Je fais un geste de la main en direction d'Elina pour montrer de qui je parle. Puis je prends le temps d'expliquer aux filles ce qui est arrivée sans oublier le moindre détail.

- QUOI ? Elle n'a pas osé ? s'énerve Anaë

Elle commence à se lever pour aller à sa rencontre, quand je finis par lui prendre le bras pour l'en dissuader.

- Non, s'il te plaît, ça ne sert à rien de discuter avec ce genre de personne. Je t'assure, elle n'en vaut vraiment pas la peine. Laisse tomber.

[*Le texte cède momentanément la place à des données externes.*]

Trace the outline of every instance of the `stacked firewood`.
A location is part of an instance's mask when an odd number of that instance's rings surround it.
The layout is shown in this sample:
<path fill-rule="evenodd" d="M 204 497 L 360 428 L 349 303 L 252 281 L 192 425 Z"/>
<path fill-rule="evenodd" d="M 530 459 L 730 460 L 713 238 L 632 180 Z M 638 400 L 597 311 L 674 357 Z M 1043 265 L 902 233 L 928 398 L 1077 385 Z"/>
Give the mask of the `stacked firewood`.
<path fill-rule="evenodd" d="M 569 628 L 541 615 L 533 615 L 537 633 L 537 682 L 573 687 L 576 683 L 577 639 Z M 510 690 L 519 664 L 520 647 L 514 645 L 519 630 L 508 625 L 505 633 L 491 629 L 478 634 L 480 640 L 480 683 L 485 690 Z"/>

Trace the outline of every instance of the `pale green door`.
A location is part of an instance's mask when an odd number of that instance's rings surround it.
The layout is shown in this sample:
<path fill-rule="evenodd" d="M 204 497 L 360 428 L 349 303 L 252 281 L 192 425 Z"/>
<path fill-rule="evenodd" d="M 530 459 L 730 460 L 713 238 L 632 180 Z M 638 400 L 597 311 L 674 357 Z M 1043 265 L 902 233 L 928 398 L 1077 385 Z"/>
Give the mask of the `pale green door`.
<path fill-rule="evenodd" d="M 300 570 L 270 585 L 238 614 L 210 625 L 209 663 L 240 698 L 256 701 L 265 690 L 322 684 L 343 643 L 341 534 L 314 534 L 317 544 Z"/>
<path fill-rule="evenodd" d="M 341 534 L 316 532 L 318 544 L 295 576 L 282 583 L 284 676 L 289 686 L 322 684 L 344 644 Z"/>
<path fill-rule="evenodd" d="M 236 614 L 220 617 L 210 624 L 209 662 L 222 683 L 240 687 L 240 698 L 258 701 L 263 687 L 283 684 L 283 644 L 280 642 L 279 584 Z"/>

Anaë me regarde avec compassion et finit par se rassoir à côté de moi en me souriant. Audrey termine sa bouchée avant de prendre la parole pour détendre l'atmosphère.

- Sans déconner, elle ferait mieux de ne pas se précipiter pour manger celle-là. Sinon elle ne rentrera plus dans ses jupes en cuir !

Il y a eu un fou rire général à notre table. On ne s'attendait pas à une telle remarque venant d'elle. Un visage d'ange qui cache bien son jeu. Ses yeux bleus me fixent en terminant par un clin d'oeil.

Les autres filles ont terminé de manger que je commence à peine. L'appétit n'est plus au rendez-vous, mais si je veux tenir pour le reste de la journée, il faut bien manger. Ma mère a prit soin de me cuisiner un cordon bleu garni de semoule et de ratatouille. Un vrai délice pour mes papilles.

***

Nous retrouvons une fois de plus Mme Souave pour notre prochain cours : la pharmacologie. Avec Anaë nous nous retrouvons dans les premiers rangs, pas loin des autres filles. Je suis impatiente de découvrir cette matière. Les médicaments et leurs mécanismes d'interaction. Pouvoir évaluer leur efficacité comme leurs effets indésirables. Les associés aux différentes pathologies... Je trouve ça tellement intéressant !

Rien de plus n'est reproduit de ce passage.